Succession Planning vs Contingency Plan
The practice of identifying an employee to replace someone who is leaving or is ready for retirement, is not succession planning. This is a contingency plan. The difference between contingency plans and succession planning is that succession planning is about helping people develop and be in the right place at the right time for existing roles, or developing roles. Good succession planning should be about bringing in a range of talent, either in or outside of the organisation, and it should be fair and open.

The start of a Succession Plan
Before you begin succession planning, you need to have an ethos. Now that ethos will differ depending upon the business you are in. If you are in a corporation or a public sector organisation, you might want to have a policy of growing your talent within. If you are a business on the move, you might want to look at bringing in new talent with new and evolving skills. Or you might have a combination of these approaches.

Top Tips to successfully implement a Succession Plan:
1. Be clear about why you want to introduce succession planning.
• Is it to recruit new and evolving talent?
• Is it to develop new leaders/managers/specialists for the future?

2. Be open about why you want to introduce succession planning with your current workforce.

3. Be clear with your current employees about your rationale and let them see the possibilities for them. If there aren’t possibilities for them, then be clear about that, but let them know why.

4. Be clear about the difference between contingency planning and succession planning.

5. If you have a list in a drawer with names, and the people who are named don’t know they are on there, then you might want to think about how helpful or not this is.

6. If you have a list of names, and it is to replace specialist jobs and no-one but the named persons know they are on the list, then again you might want to think about your strategy.

7. Be clear about the criteria you are going to apply to any succession planning exercise and communicate it widely.

8. Be structured. Make sure that you and everyone knows how it is going to work and what they can expect.

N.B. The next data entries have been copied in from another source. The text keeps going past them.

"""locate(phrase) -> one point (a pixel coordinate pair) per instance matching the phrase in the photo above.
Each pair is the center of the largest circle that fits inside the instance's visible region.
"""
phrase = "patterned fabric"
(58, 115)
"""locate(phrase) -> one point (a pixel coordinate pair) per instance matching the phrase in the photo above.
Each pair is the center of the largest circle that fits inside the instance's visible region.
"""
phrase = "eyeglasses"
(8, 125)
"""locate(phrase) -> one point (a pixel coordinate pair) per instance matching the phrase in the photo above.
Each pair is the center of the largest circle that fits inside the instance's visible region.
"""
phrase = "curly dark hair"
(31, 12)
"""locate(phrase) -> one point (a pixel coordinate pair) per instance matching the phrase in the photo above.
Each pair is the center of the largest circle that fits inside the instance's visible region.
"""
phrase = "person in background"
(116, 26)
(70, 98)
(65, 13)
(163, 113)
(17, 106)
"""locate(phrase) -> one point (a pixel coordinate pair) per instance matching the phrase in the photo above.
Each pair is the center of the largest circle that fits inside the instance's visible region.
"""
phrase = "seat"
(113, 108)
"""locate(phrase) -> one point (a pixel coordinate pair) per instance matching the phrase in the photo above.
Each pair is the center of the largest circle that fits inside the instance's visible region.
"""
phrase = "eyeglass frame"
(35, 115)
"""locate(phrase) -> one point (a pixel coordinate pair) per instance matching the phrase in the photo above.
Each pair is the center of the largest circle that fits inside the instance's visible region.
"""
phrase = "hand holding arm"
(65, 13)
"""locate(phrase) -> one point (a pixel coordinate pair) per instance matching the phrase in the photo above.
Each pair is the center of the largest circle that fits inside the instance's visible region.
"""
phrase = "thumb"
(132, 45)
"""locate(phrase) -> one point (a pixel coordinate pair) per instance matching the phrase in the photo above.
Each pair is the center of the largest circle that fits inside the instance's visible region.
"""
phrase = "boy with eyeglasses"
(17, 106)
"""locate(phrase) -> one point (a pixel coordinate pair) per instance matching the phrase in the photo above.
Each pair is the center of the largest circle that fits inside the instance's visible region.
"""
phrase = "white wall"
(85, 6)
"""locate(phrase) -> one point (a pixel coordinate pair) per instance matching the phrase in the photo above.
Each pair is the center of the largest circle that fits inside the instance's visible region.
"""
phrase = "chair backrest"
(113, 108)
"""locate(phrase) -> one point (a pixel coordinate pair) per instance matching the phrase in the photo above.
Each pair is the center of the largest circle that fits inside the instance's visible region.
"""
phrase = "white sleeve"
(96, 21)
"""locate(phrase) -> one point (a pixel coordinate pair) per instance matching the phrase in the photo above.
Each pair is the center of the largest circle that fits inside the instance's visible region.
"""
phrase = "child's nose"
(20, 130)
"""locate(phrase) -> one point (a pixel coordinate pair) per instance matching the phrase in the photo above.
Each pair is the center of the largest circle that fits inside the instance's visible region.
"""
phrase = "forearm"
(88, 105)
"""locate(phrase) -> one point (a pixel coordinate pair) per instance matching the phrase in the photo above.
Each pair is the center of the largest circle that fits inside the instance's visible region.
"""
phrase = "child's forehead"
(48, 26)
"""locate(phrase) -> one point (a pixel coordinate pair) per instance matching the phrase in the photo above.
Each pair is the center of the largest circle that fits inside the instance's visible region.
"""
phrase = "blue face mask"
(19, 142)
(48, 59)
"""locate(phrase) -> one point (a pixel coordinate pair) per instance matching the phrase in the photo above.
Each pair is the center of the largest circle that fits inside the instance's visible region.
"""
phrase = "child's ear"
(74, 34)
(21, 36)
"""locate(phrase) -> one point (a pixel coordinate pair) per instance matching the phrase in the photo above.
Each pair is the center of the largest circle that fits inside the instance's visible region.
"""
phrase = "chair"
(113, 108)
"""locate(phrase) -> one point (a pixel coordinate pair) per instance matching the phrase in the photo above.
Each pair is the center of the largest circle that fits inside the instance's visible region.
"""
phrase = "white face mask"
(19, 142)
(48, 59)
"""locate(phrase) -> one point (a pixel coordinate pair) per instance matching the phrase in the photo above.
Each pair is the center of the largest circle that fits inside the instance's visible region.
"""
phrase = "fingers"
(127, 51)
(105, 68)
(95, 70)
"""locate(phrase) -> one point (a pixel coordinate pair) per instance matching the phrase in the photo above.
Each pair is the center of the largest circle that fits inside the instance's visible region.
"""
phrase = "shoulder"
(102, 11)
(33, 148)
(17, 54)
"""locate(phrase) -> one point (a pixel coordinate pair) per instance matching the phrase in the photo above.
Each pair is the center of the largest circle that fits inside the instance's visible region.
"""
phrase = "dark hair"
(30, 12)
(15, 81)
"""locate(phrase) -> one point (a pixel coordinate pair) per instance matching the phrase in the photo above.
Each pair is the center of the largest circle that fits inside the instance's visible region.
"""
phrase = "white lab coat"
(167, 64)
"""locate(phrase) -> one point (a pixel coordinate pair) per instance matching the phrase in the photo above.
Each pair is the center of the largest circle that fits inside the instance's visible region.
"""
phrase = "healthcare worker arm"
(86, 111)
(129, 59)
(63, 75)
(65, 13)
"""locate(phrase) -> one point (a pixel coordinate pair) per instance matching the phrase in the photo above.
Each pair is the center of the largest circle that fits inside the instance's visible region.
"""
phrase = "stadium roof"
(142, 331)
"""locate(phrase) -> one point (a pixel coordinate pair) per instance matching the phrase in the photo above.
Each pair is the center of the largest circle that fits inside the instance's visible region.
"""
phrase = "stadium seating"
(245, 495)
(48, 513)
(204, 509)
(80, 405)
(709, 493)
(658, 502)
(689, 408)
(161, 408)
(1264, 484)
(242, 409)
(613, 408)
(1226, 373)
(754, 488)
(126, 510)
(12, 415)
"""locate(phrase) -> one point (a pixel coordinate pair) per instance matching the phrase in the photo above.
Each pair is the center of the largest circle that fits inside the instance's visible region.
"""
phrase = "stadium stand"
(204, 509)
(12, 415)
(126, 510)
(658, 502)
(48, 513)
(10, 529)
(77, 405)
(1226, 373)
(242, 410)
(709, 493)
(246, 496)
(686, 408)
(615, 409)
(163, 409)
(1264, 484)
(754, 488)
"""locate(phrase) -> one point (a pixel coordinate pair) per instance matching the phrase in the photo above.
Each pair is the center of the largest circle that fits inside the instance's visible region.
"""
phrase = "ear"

Align other employee lifecycle events with the succession plan where needed.

9. Be open to attracting talent from everywhere. There may be someone in your current workforce, who might not be displaying the characteristics for future job filling now, but with an open invitation, they might just go for it.

10. If you decide the future is through a graduate scheme, try to make it accessible for existing workers, or have a route through for existing workers. There is nothing more annoying than being great and going the extra mile, doing the duties of higher level jobs and being told that you can’t compete because you have to have a degree.

11. If you want to source talent from within, then tie your succession planning to your appraisal/feedback scheme. It is the easiest way to have those conversations and help people work in a way that helps them aim for different roles.

12. If employees think they can progress in their own company, then they can be more likely to stay. Chart out career pathways for your staff so that they can plan for the future.

13. If your succession plan includes attracting talent from outside the organisation, make sure you have tapped the potential within first.